His favorite memory from his racing years was from 1962, when he brought four trophies home from El Mirage in one day—two for record-setting runs and two for fastest times. He had towed a T-rail dragster out to the desert behind his chopped 1950 Mercury, and he raced both cars in various configurations, competing in the lakester, dragster, modified roadster and modified coupe classes.

“I still have a picture of myself holding four trophies that day,” he recalls. “Because of me, they changed the rules the next year so you could only run one body class in a day.”

By the mid-’60s, Winfield was well known for his fabrication and paint skills, and had built a number of stunning customs. That got him noticed by Hollywood, and he built a number of cars for movies and television.

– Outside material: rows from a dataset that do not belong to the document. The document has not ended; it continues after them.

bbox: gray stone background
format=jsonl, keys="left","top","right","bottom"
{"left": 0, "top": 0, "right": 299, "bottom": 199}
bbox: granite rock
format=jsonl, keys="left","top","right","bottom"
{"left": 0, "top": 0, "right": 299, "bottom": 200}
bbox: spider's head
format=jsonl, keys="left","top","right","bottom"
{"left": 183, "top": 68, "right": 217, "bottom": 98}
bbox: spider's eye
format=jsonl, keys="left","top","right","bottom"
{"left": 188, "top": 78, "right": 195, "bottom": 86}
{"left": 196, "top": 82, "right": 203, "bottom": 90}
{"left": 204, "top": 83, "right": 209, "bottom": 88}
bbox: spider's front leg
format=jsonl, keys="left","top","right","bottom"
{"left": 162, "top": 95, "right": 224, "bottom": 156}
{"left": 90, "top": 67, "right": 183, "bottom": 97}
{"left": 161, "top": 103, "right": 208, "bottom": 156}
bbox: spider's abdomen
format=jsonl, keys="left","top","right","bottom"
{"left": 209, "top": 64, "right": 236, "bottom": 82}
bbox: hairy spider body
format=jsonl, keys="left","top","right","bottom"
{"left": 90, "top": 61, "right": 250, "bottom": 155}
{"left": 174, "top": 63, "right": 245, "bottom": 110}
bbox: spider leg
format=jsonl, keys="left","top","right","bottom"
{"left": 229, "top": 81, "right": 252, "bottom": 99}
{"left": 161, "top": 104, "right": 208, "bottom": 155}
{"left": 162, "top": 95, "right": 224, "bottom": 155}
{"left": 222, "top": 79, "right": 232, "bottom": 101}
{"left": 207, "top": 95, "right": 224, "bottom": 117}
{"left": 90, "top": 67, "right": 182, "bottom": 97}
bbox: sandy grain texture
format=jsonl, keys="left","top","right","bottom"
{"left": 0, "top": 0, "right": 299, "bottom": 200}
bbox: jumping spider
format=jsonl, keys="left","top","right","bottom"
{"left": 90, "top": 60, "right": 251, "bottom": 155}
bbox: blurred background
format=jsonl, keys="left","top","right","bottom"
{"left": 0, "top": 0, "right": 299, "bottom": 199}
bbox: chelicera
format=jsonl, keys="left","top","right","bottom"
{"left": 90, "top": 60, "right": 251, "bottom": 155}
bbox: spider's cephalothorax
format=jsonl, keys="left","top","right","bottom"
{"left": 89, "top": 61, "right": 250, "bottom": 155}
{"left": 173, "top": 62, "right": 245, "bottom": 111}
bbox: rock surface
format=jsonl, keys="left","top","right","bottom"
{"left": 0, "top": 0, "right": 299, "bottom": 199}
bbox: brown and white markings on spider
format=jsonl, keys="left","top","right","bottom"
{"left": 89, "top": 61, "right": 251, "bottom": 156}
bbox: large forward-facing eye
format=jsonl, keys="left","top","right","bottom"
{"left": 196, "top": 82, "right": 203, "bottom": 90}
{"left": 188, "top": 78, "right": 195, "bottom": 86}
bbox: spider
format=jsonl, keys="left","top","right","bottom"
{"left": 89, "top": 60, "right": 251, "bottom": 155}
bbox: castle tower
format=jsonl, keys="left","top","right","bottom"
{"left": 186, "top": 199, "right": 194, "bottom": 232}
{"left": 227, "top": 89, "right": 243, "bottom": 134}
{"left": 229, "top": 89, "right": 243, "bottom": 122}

One of his better-known creations in the early days was The Reactor, a rocket-like two-seater built with a hydraulic Citroën DS suspension, a Corvair flat-six, and a custom aluminum body with electric doors. It first appeared in Bewitched, later showing up on Star Trek, Mission: Impossible, and Batman. Winfield also built the tricky Sunbeam Tiger shown on Get Smart, as well as the plastic-bodied, Corvair-powered Piranha Car featured in The Man from U.N.C.L.E.

Winfield screams through his first pass in Ida's '32 Ford roadster.
Winfield screams through his first pass in Ida's '32 Ford roadster. Benjamin Preston

Winfield’s film cars include the Spinners from Blade Runner, Starcar from The Last Star Fighter, and the 6000 SUX, the futuristically-modified 1976 Oldsmobile Cutlass sedan-based land yachts the bad guys drove in Robocop.

Slowing down… sort of

When he isn’t traveling, Winfield keeps busy at his shop in Mohave, California, where many of his creations still sit out back, covered in dust and baking in the desert sun. Ida—who collaborates with him on events like the Race of Gentlemen and a metalworking class they hosted a few days before the race—says Winfield’s shop has been trying to finish some of his leftover projects from the ’60s in addition to its normal workload.

Ida does some last minute prep on the '32 roadster before its first pass at the Race of Gentlemen.
Ida does some last minute prep on the '32 roadster before its first pass at the Race of Gentlemen. Benjamin Preston
Although Ida's Winfield-built '32 roadster is a racecar, it's also a show car now, and Ida takes precautions to keep it looking good between passes.
Although Ida's Winfield-built '32 roadster is a racecar, it's also a show car now, and Ida takes precautions to keep it looking good between passes. Benjamin Preston

Winfield still gets out on the salt a bit, too, and runs dry lake races in a 2004 Ford Probe kitted out with an 800-hp NASCAR motor. He says he has gotten the car up to 192 mph. Speeds never got that high out on the sand at Wildwood, as the track was only an eighth of a mile long.

“It was a lot of fun,” Winfield says. “On my first run I did real well and I smoked the other guy. On the second run the sand was wet and I just dug a hole and cruised toward the finish.”

Life has often been compared to a race. In Gene Winfield’s case, he’s managed to run his race at full throttle for a long time. He’s an example that regardless of how you finish, it’s best to keep the pedal to the metal for as long as you can.